I am probably being totally ridiculous but I am feeling quite low at the moment so please be gentle.
I am married and me and my husband have one little boy who is 4. For various reasons, our son will remain an only child and I am mostly very happy with that decision (can't change it even if I wasn't).
Our son is loved and has grandparents/aunts and uncles/neighbours all of whom love him to bits. He goes to preschool full time and seems to have plenty of friends there - always talks about them and gets plenty of party invitations. Lots of his friends came to his party too. He has swimming lessons in a group and I take him to messy church where there at lots of the kids and adults. He sees plenty of people and I know he is extremely lucky.
However, we have just had half term and at points, I felt really sad for him as wherever we went - swimming/park/lunch/library etc I saw other kids with their siblings/friends and my son is just stuck with me to play with
due to my working hours, I don't really know any preschool parents to meet up with and we live rurally where our neighbours don't have young children for him to play with.
I just feel like although I try to do lots with him, he missed out on having playmates of his own age.

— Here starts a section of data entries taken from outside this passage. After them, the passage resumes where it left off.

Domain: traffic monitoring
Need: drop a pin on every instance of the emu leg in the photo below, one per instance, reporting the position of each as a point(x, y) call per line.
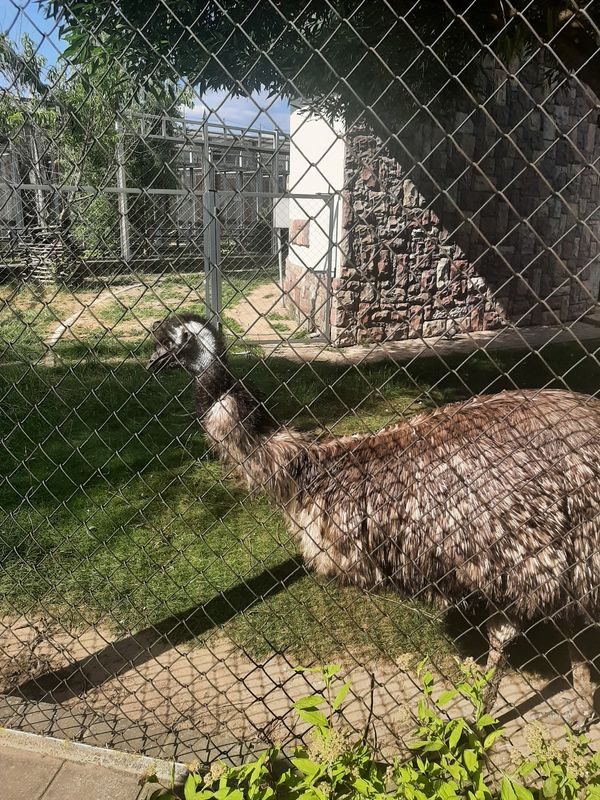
point(582, 711)
point(499, 632)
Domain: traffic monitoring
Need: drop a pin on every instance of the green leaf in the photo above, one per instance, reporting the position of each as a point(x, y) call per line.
point(521, 792)
point(506, 789)
point(189, 790)
point(486, 720)
point(456, 733)
point(306, 766)
point(471, 760)
point(316, 718)
point(550, 787)
point(310, 702)
point(446, 697)
point(492, 737)
point(526, 768)
point(341, 695)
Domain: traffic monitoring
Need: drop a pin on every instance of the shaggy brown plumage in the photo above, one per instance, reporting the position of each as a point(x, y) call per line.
point(491, 501)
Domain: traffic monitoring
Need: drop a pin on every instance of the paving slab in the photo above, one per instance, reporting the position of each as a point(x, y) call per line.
point(92, 782)
point(22, 777)
point(36, 767)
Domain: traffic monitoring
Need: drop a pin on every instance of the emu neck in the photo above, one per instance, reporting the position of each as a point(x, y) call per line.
point(211, 384)
point(231, 416)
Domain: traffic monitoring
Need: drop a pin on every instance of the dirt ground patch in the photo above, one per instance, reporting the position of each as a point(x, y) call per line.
point(262, 317)
point(216, 689)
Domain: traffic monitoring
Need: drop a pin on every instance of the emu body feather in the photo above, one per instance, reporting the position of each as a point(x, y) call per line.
point(494, 501)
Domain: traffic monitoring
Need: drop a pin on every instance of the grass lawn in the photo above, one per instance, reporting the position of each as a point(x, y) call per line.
point(123, 309)
point(113, 511)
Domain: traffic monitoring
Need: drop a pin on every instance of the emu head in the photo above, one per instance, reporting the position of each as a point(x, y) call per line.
point(187, 341)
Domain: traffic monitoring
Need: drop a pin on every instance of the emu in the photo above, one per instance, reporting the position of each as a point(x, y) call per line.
point(492, 502)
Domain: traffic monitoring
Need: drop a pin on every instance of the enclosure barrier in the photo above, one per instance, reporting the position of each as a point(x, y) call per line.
point(425, 232)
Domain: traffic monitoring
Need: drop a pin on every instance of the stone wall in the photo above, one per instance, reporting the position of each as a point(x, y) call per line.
point(464, 228)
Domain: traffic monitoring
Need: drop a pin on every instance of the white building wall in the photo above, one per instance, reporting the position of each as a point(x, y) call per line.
point(317, 154)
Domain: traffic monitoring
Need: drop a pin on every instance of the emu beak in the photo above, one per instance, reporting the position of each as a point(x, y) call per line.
point(157, 360)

In fairness, he seems happy and I am hoping that when he starts school this year we can start having kids to play/for tea.
I was going to get him into gymnastics classnor something but the timings are after school and to be honest he is shattered and just wants his own house and toys.
So, I suppose I am asking aibu to feel a bit sad but equally to keep going as we at until he is a bit older and can invite kids round from school/has enough energy for an extra club? Does anyone else have this with their only child?